Wojciech Samek is a Professor in the EECS Department at the Technical University of Berlin and the Head of the AI Department at the Fraunhofer Heinrich Hertz Institute (HHI) in Berlin, Germany. He earned an M.Sc. from Humboldt University of Berlin in 2010 and a Ph.D. (with honors) from the Technical University of Berlin in 2014. Following his doctorate, he founded the “Machine Learning” Group at Fraunhofer HHI, which became an independent department in 2021. He is a Fellow at BIFOLD – the Berlin Institute for the Foundation of Learning and Data and the ELLIS Unit Berlin. He also serves as a member of Germany’s Platform for AI and sits on the boards of AGH University’s AI Center, the Helmholtz Einstein School in Data Science (HEIBRiDS), and the DAAD Konrad Zuse School ELIZA. Dr. Samek’s research in explainable AI (XAI) spans method development, theory, and applications, with pioneering contributions such as Layer-wise Relevance Propagation (LRP), advancements in concept-level explainability, evaluation of explanations, and XAI-driven model and data improvement.
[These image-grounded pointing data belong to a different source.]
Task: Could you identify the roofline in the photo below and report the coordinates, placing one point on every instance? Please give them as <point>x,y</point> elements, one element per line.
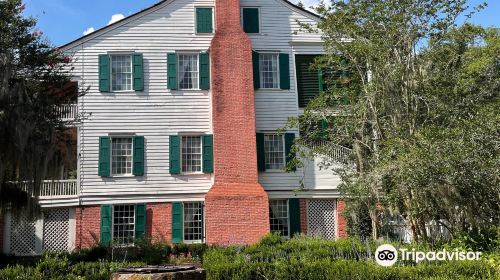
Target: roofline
<point>158,4</point>
<point>302,9</point>
<point>113,24</point>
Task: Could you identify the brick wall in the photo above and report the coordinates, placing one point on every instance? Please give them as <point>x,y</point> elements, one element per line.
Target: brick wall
<point>159,221</point>
<point>87,226</point>
<point>236,207</point>
<point>341,221</point>
<point>303,215</point>
<point>236,214</point>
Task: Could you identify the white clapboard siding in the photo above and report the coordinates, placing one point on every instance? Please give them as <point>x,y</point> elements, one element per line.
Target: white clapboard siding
<point>157,112</point>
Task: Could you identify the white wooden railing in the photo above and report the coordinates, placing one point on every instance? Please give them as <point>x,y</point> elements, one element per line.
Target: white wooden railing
<point>67,112</point>
<point>51,188</point>
<point>336,152</point>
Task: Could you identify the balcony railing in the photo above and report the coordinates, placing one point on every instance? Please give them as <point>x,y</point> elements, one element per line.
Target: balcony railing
<point>67,112</point>
<point>336,152</point>
<point>51,188</point>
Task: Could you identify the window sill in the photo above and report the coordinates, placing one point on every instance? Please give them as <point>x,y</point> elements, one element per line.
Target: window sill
<point>274,171</point>
<point>123,176</point>
<point>189,90</point>
<point>192,174</point>
<point>271,89</point>
<point>192,241</point>
<point>123,91</point>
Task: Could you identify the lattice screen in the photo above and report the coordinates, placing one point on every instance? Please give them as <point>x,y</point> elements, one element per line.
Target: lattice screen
<point>56,229</point>
<point>321,218</point>
<point>23,236</point>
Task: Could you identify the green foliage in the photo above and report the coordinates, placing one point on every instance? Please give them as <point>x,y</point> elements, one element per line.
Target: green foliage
<point>422,118</point>
<point>59,267</point>
<point>33,82</point>
<point>309,258</point>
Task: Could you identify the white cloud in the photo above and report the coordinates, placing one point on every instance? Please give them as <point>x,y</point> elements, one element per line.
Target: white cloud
<point>88,31</point>
<point>115,18</point>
He has served as a senior editor for IEEE TNNLS, held associate editor roles for various other journals, and acted as an area chair at NeurIPS, ICML, and NAACL. He has received several best paper awards, including from Pattern Recognition (2020), Digital Signal Processing (2022), and the IEEE Signal Processing Society (2025). Overall, he has co-authored more than 250 peer-reviewed journal and conference papers, with several recognized as ESI Hot Papers (top 0.1%) or Highly Cited Papers (top 1%).”